Als Taira im Oktober von seiner Reederei von Bord geholt wurde, ging er davon aus, sein Aufenthalt in Hamburg dauere ein paar Tage. Inzwischen weiß er, dass er auch zu Weihnachten noch nicht zu Hause sein wird.
Erst waren sie nur zu neunt, doch immer mehr Crewmitglieder kommen nach. Die Reederei Leonhardt und Blumberg hat ihren Sitz in Hamburg und kümmert sich um Unterkunft und Verpflegung ihrer Seeleute.
Wenn Matrosen weit über ihre vertragliche Zeit hinaus an Bord waren und dann an Land kommen, „haben sie erst mal einen Koller“, sagt der Seemannspastor Matthias Ristau. Gemeinsam mit den Hamburger Seemannsmissionen versucht er, für die Männer in der Jugendherberge Freizeitangebote auf die Beine zu stellen und für Sorgen da zu sein.
Wegen der ungeplanten Verlängerung ergeben sich vielseitige Probleme.
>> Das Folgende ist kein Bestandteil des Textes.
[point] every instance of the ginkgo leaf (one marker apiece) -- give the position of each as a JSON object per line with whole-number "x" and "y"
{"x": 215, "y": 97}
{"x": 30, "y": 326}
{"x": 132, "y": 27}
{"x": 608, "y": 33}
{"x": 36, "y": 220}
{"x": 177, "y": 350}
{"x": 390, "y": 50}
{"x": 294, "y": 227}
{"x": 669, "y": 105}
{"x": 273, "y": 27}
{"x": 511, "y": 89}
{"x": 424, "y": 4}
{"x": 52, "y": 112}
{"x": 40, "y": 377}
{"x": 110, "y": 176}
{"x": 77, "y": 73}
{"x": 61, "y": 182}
Die meisten der kiribatischen Männer waren noch nie in Hamburg und sind mit der Infrastruktur nicht vertraut.
Im ersten Stock des Betonbaus neben der Horner Galopprennbahn hat Ristau ein provisorisches Büro und einen Seaman’s Club eingerichtet. Hier können die Männer Waren des täglichen Bedarfs bestellen, und es gibt Cup-noodles, Sim-karten und warme Kleidung der Hilfsorganisation Hanseatic Help.
Erstmal Wlan einrichten
Ristau hat als erstes dafür gesorgt, dass auf allen Fluren starkes Wlan verfügbar ist. „Ein Segen, dass es Videoanrufe gibt“, sagt Taira und lächelt tapfer. Von Mitternacht an kann er mit der Heimat telefonieren, die Zeitverschiebung beträgt zwölf Stunden.
Tagsüber schläft Taira viel. Als das Wetter noch besser war, haben sie draußen Fußball gespielt, erzählt er. Im Keller der Jugendherberge gibt es einen Tischtennisraum,
und im Fernsehzimmer steht das Brettspiel „Sorry“, die Kiribati-variante von „Mensch ärgere Dich nicht“.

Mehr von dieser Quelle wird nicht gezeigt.